How Can We Identify Bias?

Proprietary knowledge and lack of transparency are primary problems associated with identifying bias in these criminal justice algorithms. Despite pushback from justice advocates and the larger community, these companies still refuse to share the information that goes into their predictions because they believe they would risk harming their bottom line. For this reason, a proactive algorithm development approach that includes external third-party auditing and public transparency throughout the process is needed. Enforcement of these two factors will go a long way towards addressing the issue of hidden knowledge.

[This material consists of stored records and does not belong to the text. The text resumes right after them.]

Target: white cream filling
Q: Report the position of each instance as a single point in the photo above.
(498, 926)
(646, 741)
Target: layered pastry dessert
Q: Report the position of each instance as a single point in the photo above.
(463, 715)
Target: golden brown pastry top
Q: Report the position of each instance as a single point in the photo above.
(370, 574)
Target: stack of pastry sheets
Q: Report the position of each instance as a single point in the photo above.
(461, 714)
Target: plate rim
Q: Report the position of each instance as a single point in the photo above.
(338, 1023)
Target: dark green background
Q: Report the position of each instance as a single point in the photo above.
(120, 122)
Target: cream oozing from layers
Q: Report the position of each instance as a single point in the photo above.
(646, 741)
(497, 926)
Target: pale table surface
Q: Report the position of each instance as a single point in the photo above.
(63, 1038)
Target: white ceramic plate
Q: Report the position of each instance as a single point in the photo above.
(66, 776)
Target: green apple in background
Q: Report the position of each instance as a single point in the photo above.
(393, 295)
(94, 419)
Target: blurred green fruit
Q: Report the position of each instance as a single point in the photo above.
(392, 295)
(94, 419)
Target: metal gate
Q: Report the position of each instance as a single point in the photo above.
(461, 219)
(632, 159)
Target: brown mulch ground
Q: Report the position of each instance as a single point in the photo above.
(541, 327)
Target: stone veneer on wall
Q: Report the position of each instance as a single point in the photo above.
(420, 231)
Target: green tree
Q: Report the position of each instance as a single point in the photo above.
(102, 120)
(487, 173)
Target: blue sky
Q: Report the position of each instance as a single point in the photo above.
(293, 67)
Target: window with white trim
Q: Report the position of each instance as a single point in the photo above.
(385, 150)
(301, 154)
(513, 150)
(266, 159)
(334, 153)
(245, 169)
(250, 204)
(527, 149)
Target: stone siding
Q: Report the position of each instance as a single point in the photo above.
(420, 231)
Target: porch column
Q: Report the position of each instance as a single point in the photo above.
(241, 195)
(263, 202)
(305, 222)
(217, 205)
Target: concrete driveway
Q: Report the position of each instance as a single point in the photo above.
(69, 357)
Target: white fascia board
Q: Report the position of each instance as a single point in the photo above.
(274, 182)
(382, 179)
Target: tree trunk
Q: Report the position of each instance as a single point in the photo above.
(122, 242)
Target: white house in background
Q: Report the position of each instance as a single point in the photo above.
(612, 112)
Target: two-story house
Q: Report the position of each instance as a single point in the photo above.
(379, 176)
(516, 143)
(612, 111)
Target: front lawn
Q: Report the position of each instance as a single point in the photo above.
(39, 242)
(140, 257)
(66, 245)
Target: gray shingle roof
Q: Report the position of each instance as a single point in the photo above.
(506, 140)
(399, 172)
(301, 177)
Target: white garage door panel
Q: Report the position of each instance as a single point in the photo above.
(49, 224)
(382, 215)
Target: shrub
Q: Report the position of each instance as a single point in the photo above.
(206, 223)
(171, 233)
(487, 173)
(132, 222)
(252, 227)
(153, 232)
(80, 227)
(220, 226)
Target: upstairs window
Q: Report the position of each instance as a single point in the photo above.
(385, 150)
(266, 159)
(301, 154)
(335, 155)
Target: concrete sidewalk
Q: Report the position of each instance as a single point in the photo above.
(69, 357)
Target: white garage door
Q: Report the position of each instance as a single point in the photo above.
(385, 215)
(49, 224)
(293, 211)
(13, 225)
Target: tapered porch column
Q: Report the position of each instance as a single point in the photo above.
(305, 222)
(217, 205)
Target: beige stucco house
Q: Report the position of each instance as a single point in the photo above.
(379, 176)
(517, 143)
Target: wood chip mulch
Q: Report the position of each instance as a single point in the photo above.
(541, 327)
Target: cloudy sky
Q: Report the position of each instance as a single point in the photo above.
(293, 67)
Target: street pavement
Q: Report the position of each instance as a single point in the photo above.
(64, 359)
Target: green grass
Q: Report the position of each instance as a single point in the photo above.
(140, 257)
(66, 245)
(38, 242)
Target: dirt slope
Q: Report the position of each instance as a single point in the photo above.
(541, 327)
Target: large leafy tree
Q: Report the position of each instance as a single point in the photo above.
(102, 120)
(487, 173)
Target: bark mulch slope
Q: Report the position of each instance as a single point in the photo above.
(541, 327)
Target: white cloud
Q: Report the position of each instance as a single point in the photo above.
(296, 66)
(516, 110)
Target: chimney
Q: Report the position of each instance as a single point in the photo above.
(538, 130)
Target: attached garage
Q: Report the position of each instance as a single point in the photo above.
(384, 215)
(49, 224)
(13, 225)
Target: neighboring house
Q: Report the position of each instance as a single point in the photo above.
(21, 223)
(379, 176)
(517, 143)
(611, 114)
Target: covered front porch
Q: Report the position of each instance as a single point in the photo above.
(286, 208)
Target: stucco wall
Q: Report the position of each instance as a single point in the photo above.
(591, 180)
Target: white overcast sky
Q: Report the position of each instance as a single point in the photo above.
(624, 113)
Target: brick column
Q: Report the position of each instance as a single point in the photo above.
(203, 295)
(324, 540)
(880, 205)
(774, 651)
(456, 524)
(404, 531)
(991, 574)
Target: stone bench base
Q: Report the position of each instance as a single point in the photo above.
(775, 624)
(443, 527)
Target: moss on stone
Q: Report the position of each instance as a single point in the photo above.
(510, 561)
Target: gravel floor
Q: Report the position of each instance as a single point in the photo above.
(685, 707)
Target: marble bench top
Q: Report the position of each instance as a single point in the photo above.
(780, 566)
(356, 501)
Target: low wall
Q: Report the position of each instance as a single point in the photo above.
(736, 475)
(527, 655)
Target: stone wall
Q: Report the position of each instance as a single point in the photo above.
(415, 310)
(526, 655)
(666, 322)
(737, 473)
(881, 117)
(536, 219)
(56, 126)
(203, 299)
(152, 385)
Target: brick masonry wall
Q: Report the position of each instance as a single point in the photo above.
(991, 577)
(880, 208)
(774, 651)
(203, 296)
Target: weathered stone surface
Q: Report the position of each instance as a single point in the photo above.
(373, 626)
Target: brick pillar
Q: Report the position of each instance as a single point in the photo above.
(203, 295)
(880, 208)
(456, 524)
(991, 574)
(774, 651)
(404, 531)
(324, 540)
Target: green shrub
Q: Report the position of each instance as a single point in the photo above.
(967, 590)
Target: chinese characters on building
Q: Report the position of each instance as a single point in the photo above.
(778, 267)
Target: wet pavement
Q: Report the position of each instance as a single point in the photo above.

External audits from ethical and legal organizations would ensure that additional sets of eyes are evaluating the mechanisms of the algorithm, inspecting them for potential bias that the original creator unintentionally included. By having different stakeholders involved, the probability of identifying bias increases dramatically, and this is to the benefit of everyone. In the case of COMPAS, legislators have already scheduled a review for 2023 that checks the new system for bias. This is a good step, but four years is a very long time to hold defendants in jail without a more proactive approach.

External audits would also improve transparency to a certain degree, but we can do one better. Recent research has shown that completely transparent machine-learning models can perform just as well as COMPAS or other “state-of-the-art” models. As Cynthia Rudin, associate professor at Duke University says “Transparent models are strictly better for the justice system in every possible way” [8]. Transparent models can not only match the performance of popular black-box models, but they also make decision criteria clear. With transparent models, developers, practitioners, and defendants can see exactly why a decision was reached. The move towards transparent ML in criminal justice system is a clear solution to the problem of identification.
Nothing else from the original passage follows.